Je ne l’ai pas choisi. La première fois que j’ai voulu réaliser, c’était il y a vingt quatre ans et un autre scénario. Si j’avais le film il y a vingt ans, je n’aurai peut-être pas pu éviter les erreurs que j’ai su contourner. J’ai vécu beaucoup de tournages depuis, j’ai appris à me préparer. J’ai aussi vu beaucoup de cinéma, des choses que j’aimais et d’autres que je n’aimais pas à différents niveaux.
Quelles sont vos inspirations les plus fortes pour Falling ?
Tous les films que j’ai vu depuis que j’avais trois ans, toutes mes expériences d’acteur, producteur ou musicien ou même éditeur ont inspiré Falling. Et même si je n’en étais pas conscient. Je ne pensais pas à des références en particulier.
J’ai partagé des photos, des peintures et des films avec Marcel Zyskind pour qu’il voit la sensibilité que je cherchais. On est alors vite tombé d’accord sur l’image, les cadres, le traitement de la temporalité. Mais l’idée n’était pas d’imiter quoi que ce soit.
La démarche du film, dédié à vos frères, est-elle une réconciliation familiale ?
Même si les personnages sont père et fils, l’inspiration était ma mère. La mère de l’histoire est le centre moral, la conscience. Mais j’ai beaucoup pensé à mon père, d’autant qu’il est mort en 2017. J’étais à ses côtés, c’était juste après les Oscars de Green Book.
Il y a peut-être une acceptation de ce qui s’est passé entre nous. Mais le film est très différent, c’est une fiction et même s’il y a des points communs.

David Cronenberg joue dans le film. Etait-ce particulier pour vous d’inverser les rôles, qu’il devienne votre acteur ?
Quand j’ai songé au casting, j’ai sincèrement pensé qu’il serait parfait pour le rôle. Il a lu et beaucoup aimé le scénario. Il m’a dit : « je peux faire ce personnage. De quel couleur, ses gants ? »
Il est arrivé tôt sur le plateau. On tournait au Canada. S’il est une légende en France, là-bas pour les cinéphiles, il est Dieu.

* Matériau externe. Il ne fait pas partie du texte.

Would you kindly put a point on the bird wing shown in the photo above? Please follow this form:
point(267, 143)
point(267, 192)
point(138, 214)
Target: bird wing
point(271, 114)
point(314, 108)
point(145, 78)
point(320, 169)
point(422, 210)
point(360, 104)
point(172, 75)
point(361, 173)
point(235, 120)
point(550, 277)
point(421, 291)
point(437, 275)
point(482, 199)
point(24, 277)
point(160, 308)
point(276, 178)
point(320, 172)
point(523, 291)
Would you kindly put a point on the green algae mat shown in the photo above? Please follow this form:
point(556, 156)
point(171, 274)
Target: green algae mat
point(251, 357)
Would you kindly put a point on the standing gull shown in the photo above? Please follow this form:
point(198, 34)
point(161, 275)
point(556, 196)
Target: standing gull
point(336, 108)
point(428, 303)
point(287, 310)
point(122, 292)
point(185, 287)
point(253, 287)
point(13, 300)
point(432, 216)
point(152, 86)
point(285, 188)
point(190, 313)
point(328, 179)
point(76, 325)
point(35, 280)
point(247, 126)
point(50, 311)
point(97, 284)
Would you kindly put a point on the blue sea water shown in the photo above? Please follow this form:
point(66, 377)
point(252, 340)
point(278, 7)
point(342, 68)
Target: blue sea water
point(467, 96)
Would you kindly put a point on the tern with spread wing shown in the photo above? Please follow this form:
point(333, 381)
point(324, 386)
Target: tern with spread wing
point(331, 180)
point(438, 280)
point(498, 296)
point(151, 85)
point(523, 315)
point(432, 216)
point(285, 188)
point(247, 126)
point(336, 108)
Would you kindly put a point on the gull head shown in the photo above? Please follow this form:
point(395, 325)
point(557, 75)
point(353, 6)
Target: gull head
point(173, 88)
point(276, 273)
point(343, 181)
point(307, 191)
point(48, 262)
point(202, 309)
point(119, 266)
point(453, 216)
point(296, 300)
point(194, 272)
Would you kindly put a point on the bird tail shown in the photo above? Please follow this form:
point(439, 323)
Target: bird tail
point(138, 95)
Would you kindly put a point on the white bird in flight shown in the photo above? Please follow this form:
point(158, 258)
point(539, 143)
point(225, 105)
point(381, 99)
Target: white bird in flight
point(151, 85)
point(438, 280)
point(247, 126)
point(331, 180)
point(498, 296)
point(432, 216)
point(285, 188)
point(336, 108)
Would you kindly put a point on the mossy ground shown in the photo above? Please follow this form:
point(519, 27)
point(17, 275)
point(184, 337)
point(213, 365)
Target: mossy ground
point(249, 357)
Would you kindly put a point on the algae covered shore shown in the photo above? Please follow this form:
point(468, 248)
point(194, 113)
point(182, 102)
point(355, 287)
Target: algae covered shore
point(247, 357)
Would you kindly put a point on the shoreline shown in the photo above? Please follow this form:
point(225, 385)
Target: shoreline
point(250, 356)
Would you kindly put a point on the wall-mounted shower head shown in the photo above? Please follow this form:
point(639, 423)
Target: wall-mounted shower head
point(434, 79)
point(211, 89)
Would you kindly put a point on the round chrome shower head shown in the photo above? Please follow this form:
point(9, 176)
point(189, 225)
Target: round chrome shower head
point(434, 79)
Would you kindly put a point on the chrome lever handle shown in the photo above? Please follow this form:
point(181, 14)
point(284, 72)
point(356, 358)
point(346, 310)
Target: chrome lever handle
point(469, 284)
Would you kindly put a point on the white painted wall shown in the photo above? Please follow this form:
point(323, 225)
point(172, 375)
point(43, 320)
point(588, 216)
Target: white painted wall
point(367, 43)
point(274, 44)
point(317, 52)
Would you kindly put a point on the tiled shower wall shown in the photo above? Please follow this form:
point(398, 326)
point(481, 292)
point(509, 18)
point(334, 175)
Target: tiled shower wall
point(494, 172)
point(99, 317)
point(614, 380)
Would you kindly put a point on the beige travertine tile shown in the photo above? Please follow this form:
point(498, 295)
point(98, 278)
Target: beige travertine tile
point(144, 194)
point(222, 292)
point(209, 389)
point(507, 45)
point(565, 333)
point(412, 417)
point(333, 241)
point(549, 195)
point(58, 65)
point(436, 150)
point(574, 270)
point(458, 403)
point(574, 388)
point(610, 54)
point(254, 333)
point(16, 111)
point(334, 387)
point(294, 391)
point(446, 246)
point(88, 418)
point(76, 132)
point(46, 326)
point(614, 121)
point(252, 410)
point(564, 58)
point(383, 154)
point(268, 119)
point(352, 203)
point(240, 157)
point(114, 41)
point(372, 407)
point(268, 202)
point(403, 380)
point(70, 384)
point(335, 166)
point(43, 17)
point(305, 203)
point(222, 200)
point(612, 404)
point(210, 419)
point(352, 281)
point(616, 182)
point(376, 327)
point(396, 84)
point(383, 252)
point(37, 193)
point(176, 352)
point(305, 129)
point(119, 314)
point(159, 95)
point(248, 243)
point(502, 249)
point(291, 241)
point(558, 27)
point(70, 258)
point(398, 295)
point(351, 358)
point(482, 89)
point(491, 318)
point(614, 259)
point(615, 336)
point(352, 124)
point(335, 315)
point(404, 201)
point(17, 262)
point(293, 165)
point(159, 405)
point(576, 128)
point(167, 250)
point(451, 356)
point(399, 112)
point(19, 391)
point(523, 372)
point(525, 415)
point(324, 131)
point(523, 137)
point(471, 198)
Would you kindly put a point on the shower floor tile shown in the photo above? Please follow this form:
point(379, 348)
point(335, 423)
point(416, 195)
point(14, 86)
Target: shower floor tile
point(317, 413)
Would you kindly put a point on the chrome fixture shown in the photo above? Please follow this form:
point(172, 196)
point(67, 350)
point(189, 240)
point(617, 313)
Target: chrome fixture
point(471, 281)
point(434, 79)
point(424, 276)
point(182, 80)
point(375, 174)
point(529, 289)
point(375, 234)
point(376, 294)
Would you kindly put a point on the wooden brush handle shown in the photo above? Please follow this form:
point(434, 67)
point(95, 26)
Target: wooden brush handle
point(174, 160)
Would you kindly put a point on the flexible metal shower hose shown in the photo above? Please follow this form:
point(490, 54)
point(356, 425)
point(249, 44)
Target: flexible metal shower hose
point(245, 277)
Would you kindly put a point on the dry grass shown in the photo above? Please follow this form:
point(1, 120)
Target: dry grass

Toute l’équipe était excitée mais il a fait des blagues pour détendre l’atmosphère.
Il est probable que le grand public ne sache pas qui il est. Pour ceux qui savent, c’est intéressant d’autant qu’il incarne un proctologue. Mais c’était une façon de le remercier pour tout ce qu’il m’a apporté.
Vous filmez beaucoup la nature dans le film. Quel est votre rapport ?
J’aime beaucoup la nature mais c’était surtout pour le personnage de Willis [Lance Henriksen]. Son monde, c’est la nature, la ferme. C’est important aussi pour le personnage de John, dans ses souvenirs. Et je voulais montrer le temps qui passe, d’où le tournage au fil des saisons.
Je voulais aussi montrer la démence du personnage de Willis. Ma famille a été touchée. Dans beaucoup de film, la maladie est montrée d’un point de vue extérieur. On n’essaye pas de montrer le monde du point de vue du malade. Nous, on perçoit de la confusion, mais souvent pour les personnes malades, elle n’existe pas. Je voulais montrer leur monde à travers la nature, à travers l’utilisation des sons.
Vous remerciez Agnès Varda au générique. Pourquoi ?
Beaucoup de gens sont remerciés parce qu’ils m’ont aidé, conseillé. David Oelhoffen [réalisateur de Loin des Hommes] a lu une ancienne version scénario, ses conseils m’ont aidé à faire le film.
J’ai rencontré Agnès et sa fille Rosalie Varda dans un avion entre Marrakech et Paris après un festival. Pendant près de trois heures, on a parlé de tout. De la vie, de la mort, du cinéma, même de recyclage. Elle m’a parlé ouvertement de sa maladie. Je lui ai dit que j’essayais de faire un film. Elle a utilisé les mots justes pour me dire ce que j’avais pensé en tant que spectateur : je n’aime pas que le metteur en scène me dise ce que je dois penser, ressentir. Si la mise en scène est bonne, je veux participer. Je veux que le film, en tant que spectateur, devienne mon film. Je ne savais pas comment l’exprimer. Elle m’a aidé à comprendre cela.